Les gens qui viennent voir l’Arpeggiata sont un public de mélomanes avertis, pointus, qui connaissent bien le baroque, et sont souvent très exigeants et exclusifs dans leurs choix musicaux. En nous produisant devant des salles qui ne nous sont pas acquises et nous découvrent, bien sûr, c’est le moyen de toucher un nouveau public. Et on ressent fréquemment chez lui un étonnement devant cette spontanéité qui vient du chant populaire, et qui fait que l’on peut parfois toucher plus en profondeur, parler plus au cœur et à l’âme…

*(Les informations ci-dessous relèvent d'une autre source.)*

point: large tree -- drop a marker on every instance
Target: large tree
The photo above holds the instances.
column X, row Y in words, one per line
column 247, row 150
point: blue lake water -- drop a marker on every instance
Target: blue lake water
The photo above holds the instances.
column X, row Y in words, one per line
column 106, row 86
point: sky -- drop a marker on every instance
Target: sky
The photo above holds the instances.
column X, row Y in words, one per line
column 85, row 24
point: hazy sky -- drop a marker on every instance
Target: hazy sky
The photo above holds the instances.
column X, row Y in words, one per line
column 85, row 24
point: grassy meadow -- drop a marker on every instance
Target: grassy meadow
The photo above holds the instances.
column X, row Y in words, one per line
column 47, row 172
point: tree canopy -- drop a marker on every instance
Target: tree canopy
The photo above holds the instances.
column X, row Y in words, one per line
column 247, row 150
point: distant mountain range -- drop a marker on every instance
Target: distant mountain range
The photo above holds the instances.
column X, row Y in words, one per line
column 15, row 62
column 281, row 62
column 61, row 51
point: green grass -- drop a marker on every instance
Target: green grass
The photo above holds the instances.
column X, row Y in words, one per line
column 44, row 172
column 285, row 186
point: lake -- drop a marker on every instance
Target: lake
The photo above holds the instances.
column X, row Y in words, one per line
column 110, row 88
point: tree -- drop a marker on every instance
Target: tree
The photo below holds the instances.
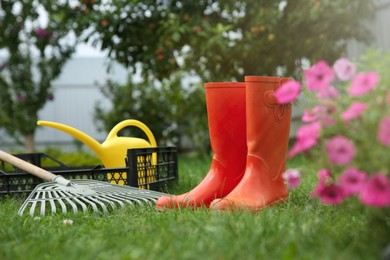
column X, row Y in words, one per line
column 217, row 40
column 172, row 108
column 223, row 40
column 35, row 55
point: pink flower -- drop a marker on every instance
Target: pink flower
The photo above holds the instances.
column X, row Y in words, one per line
column 21, row 98
column 292, row 177
column 363, row 83
column 384, row 131
column 352, row 181
column 376, row 192
column 288, row 92
column 42, row 33
column 324, row 177
column 332, row 194
column 307, row 137
column 340, row 150
column 354, row 111
column 311, row 115
column 319, row 76
column 344, row 69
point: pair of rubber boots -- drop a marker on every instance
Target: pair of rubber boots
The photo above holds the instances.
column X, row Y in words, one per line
column 249, row 133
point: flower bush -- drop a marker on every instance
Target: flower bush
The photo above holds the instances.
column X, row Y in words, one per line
column 345, row 129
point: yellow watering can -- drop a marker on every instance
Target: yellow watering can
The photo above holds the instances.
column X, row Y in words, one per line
column 113, row 151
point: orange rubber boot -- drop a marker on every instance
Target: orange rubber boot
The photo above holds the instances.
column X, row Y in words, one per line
column 268, row 128
column 226, row 118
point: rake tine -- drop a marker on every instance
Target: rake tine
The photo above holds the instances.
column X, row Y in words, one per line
column 94, row 202
column 52, row 204
column 71, row 203
column 82, row 204
column 118, row 201
column 62, row 204
column 102, row 198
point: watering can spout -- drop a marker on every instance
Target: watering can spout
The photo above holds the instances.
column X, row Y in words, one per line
column 86, row 139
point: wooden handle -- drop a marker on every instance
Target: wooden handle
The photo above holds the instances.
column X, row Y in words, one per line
column 26, row 166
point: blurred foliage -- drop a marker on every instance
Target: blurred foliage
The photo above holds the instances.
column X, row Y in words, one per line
column 216, row 40
column 35, row 54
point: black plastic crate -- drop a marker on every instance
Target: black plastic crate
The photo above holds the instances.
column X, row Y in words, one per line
column 149, row 168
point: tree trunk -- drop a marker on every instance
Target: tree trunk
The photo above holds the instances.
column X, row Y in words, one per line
column 29, row 143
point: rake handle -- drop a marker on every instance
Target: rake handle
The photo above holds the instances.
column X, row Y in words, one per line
column 26, row 166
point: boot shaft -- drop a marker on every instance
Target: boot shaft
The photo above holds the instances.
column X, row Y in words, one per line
column 227, row 122
column 268, row 123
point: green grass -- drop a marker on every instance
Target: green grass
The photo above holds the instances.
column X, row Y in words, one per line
column 301, row 228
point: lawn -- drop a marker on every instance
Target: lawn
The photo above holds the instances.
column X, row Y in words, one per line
column 301, row 228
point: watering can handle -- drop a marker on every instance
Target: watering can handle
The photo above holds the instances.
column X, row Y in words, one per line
column 132, row 122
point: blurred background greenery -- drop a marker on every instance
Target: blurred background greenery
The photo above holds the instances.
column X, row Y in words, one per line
column 166, row 42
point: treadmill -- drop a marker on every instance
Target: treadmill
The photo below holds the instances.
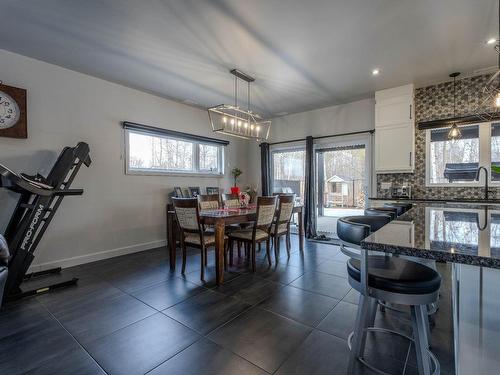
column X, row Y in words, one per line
column 39, row 199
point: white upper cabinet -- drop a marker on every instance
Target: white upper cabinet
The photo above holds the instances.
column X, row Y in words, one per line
column 395, row 130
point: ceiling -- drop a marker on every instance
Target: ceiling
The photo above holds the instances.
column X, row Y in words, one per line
column 303, row 54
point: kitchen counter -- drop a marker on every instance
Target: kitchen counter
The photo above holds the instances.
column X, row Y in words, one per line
column 458, row 233
column 419, row 200
column 467, row 235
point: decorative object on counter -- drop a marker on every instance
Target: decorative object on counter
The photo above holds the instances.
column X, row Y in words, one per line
column 244, row 199
column 454, row 132
column 236, row 172
column 178, row 192
column 401, row 191
column 13, row 113
column 194, row 191
column 212, row 190
column 233, row 120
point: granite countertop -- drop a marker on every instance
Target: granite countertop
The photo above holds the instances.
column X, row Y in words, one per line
column 457, row 200
column 459, row 233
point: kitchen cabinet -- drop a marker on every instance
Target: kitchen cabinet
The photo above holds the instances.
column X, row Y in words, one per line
column 395, row 130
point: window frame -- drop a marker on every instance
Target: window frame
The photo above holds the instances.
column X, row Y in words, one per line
column 484, row 158
column 195, row 171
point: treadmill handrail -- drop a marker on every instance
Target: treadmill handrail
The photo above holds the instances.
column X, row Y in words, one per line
column 17, row 182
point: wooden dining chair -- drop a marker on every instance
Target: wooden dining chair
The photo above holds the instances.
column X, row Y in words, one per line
column 281, row 226
column 192, row 233
column 231, row 201
column 260, row 231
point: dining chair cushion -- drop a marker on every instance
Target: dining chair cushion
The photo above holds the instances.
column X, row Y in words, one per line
column 286, row 211
column 266, row 214
column 282, row 228
column 246, row 234
column 209, row 205
column 194, row 238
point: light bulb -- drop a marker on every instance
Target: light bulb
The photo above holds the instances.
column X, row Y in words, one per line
column 497, row 100
column 454, row 132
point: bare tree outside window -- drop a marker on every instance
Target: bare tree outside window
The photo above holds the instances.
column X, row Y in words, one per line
column 160, row 153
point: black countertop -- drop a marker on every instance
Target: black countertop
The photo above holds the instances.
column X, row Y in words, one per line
column 417, row 200
column 468, row 234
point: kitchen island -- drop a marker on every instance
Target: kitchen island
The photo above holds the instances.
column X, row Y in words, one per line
column 468, row 236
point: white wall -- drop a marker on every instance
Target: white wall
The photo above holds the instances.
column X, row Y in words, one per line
column 118, row 213
column 339, row 119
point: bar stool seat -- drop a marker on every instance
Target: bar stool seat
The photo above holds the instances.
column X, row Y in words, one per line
column 397, row 275
column 400, row 207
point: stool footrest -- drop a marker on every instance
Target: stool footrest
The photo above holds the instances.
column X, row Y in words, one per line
column 437, row 367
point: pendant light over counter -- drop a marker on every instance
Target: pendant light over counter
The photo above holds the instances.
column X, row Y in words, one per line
column 454, row 132
column 235, row 121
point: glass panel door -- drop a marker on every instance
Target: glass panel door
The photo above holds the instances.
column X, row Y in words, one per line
column 342, row 184
column 288, row 175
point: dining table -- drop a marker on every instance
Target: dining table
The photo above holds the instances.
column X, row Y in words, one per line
column 219, row 219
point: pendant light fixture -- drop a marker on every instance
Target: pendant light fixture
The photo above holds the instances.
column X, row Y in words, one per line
column 454, row 132
column 235, row 121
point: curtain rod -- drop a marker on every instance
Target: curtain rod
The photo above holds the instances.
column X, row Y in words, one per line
column 324, row 136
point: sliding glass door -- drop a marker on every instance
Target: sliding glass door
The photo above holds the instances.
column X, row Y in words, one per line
column 343, row 182
column 288, row 171
column 288, row 174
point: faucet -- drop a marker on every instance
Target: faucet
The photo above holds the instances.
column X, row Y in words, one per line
column 478, row 172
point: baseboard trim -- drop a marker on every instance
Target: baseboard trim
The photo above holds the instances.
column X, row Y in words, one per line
column 93, row 257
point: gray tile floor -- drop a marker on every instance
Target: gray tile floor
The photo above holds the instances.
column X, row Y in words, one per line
column 130, row 315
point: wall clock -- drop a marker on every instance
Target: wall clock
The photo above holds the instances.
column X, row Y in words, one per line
column 13, row 118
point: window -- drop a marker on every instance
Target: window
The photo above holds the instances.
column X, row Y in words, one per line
column 159, row 153
column 456, row 162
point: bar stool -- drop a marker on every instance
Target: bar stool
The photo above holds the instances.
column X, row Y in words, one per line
column 391, row 279
column 392, row 212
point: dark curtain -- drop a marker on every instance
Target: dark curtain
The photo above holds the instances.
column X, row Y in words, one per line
column 265, row 164
column 309, row 207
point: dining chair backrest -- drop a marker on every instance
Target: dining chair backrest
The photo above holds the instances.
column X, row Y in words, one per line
column 208, row 201
column 285, row 211
column 212, row 190
column 266, row 210
column 187, row 213
column 231, row 201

Est-ce que cette formation de l’Arpeggiata viendra un jour donner Via Crucis en Corse ?
Nous aimerions beaucoup venir présenter l’œuvre sur l’île, mais la structure est très importante, et cela paraît très difficile à réaliser. On a amorcé des contacts, notamment avec la ville d’Ajaccio, alors qui sait…
En parallèle avec l’Arpeggiata, que vous allez régulièrement rejoindre pendant encore au moins deux ans, quels sont les projets de Barbara Furtuna ?
Le groupe continue de se produire de son côté, bien sûr, rien que d’ici la fin de l’année, une cinquantaine de concerts sont déjà prévus, au Canada, à Fez, en Autriche, au Portugal ou en Angleterre, et peut-être une tournée aux États-Unis en septembre, même si les choses sont un peu compliquées dès qu’il s’agit de se produire là-bas.
Et la Corse ?
On aura du mal à se produire sur l’île plus de deux ou trois fois, d’abord parce que notre agenda est plein, mais aussi parce que, paradoxalement, il est difficile de jouer en Corse lorsque l’on fait des polyphonies. C’est d’autant plus embêtant que l’on peut vite vous oublier. Si l’on n’y joue pas régulièrement, les Corses imaginent vite que le groupe s’est arrêté… On a acquis une renommée internationale, au-delà de la France, qui garde une vision un peu péjorative, « folklo », du chant traditionnel, alors qu’ailleurs on est plus vus comme un ensemble de chant classique et sacré que comme un groupe de « world music » ou de folklore… Mais en Corse, on souffre encore d’un déficit d’image.
Comment l’expliquez-vous ?
On dit que nul n’est prophète en son pays, et je pense qu’en Corse c’est plus vrai encore qu’ailleurs. Contrairement à ce que l’on croit parfois, sur l’île, le chant monodique, à une voix donc, a toujours été plus populaire que la polyphonie. Et puis c’est un public de proximité, qui ne se déplace pas vraiment pour voir ce genre de spectacle, comme un parisien, par exemple, n’irait pas voir la Tour Eiffel. Ils pensent connaître ça par cœur.
De plus, à une époque, on a rattaché ce style de chant à une forme de vie passée et difficile, ce qui fait que pour les générations antérieures aux nôtres, la polyphonie n’évoque rien de très agréable. Quant aux autres, ils l’ont reléguée au rang des choses du passé, des souvenirs sinistres. Les Corses sont attachés à la polyphonie mais dans une fonction sociale, utilitaire, pas comme une forme de divertissement.
Vous êtes donc condamnés à vous exporter ?
Non, et pas question non plus d’en tenir rigueur au public. C’est à nous de prouver que l’on peut proposer quelque chose de différent, de nouveau, d’original. Lors des concerts, on a souvent des remarques de gens surpris, qui ignoraient même que l’on pouvait aborder la polyphonie à notre manière. Le plus dur, c’est de convaincre les gens de venir jusqu’à nous… Et puis la solution c’est aussi de partir comme nous l’avons fait, et de revenir adoubés par le reste du monde. Pour la Corse, l’extérieur reste un miroir qui lui permet de porter un autre regard sur elle-même et sur les siens.